Communications Officer, MITx MicroMasters in Supply Chain Management
Arthur Grau conducts internal and external communications for the MicroMasters in SCM community. He is interested in how community interactions influence outcomes in learning and social change. Prior to MIT CTL, Arthur served as the managing director for Applications for Good, a mobile app developer community that created apps for underserved populations. He has worked as an experience designer, and community & development manager in the education, health, and social enterprise sectors. He is currently completing a Masters in Design Innovation at the Massachusetts College of Art & Design and recieved his B.A. in Media and Social Change from the University of California in 2006.
Yinjin is a Ph.D. candidate in Engineering Systems at MIT Institute for Data, Systems, and Society. Her main research interests are behavioral modeling and urban logistics. She also holds a B.S. in Chemical and Biological Engineering, and an M.S. in Engineering Systems from MIT. She was the teaching assistant for Chris Caplice and Yossi Sheffi for the course SCM.260 Logistics Systems Analysis at MIT and conducted lectures and created exams and graded assignment materials. She has been involved in the SCM MicroMasters program since its commencement, first in beta testing problems and now in creating them.
Data Analyst, Problem creator
Lita is a Ph.D. candidate in Engineering Systems at MIT Institute for Data, Systems, and Society. Her research deals with the optimal space allocation within urban retail stores under severe space constraints through the application of optimization and simulation methods. During her time at MIT, she has served as a graduate research assistant and a teaching assistant at CTL. She also holds a B.E.(Hons) in Mechanical Engineering from Birla Institute of Technology and Science, India, and two Master’s degrees: an M.Sc. in Engineering Systems from MIT and an M.Eng. in Mechanical Engineering, from Cornell University. She also has experience in teaching graduate level courses related to inventory management and data analytics. She has been engaged in the SCM MicroMasters program since its commencement, initially by providing supplementary support and later by joining the team officially to conduct various data analyses and contribute to problem creation for different SCx courses.
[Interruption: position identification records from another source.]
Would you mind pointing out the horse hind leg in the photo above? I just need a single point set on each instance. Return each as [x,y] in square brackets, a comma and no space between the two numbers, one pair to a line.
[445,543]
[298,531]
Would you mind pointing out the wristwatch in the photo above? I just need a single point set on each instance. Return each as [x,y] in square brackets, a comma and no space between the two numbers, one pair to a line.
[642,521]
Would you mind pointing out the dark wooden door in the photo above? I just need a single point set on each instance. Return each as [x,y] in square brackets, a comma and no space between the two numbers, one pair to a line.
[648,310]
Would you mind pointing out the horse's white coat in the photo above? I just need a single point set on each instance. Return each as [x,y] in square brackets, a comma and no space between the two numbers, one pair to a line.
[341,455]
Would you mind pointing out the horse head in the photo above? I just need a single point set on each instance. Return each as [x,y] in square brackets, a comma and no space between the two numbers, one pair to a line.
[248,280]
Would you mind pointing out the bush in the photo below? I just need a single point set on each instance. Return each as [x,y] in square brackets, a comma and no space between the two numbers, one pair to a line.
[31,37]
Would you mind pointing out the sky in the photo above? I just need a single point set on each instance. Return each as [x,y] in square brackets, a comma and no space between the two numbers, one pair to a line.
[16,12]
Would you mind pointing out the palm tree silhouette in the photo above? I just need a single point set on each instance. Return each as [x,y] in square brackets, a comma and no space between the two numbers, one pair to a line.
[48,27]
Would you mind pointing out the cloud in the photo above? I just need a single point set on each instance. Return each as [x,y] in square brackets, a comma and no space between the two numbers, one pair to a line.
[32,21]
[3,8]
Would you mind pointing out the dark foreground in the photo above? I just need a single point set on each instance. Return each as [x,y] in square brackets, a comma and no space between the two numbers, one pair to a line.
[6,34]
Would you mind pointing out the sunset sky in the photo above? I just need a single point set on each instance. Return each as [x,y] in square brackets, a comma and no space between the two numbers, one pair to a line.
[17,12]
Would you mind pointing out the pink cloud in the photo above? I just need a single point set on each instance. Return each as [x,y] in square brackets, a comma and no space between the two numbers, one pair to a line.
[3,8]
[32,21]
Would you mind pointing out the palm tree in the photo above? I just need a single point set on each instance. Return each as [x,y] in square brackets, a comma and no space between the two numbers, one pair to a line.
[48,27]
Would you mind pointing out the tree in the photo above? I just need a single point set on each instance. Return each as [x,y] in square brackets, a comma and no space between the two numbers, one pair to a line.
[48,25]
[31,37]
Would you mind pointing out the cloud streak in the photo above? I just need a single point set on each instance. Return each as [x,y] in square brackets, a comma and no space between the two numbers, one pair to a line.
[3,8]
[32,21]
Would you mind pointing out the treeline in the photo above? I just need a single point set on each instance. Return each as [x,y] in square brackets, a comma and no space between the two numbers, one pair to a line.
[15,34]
Shruti has been a teaching assistant for the Micromasters program for the last two years. She is a graduate student at MIT in the system design and management program. She previously pursued an MBA and an undergraduate in computer science from India. She has experience in the fast moving consumer goods, high technology, and IoT sectors.
Atikha is a graduate student at MIT, pursuing her master's degree in System Design and Management. She holds an ME in Electronics and Communication engineering. Prior to MIT, she has worked for an NGO in India, handling its business operations and logistics. She has also worked as a Global Supply Chain Manager intern at Tesla in the summer of 2017.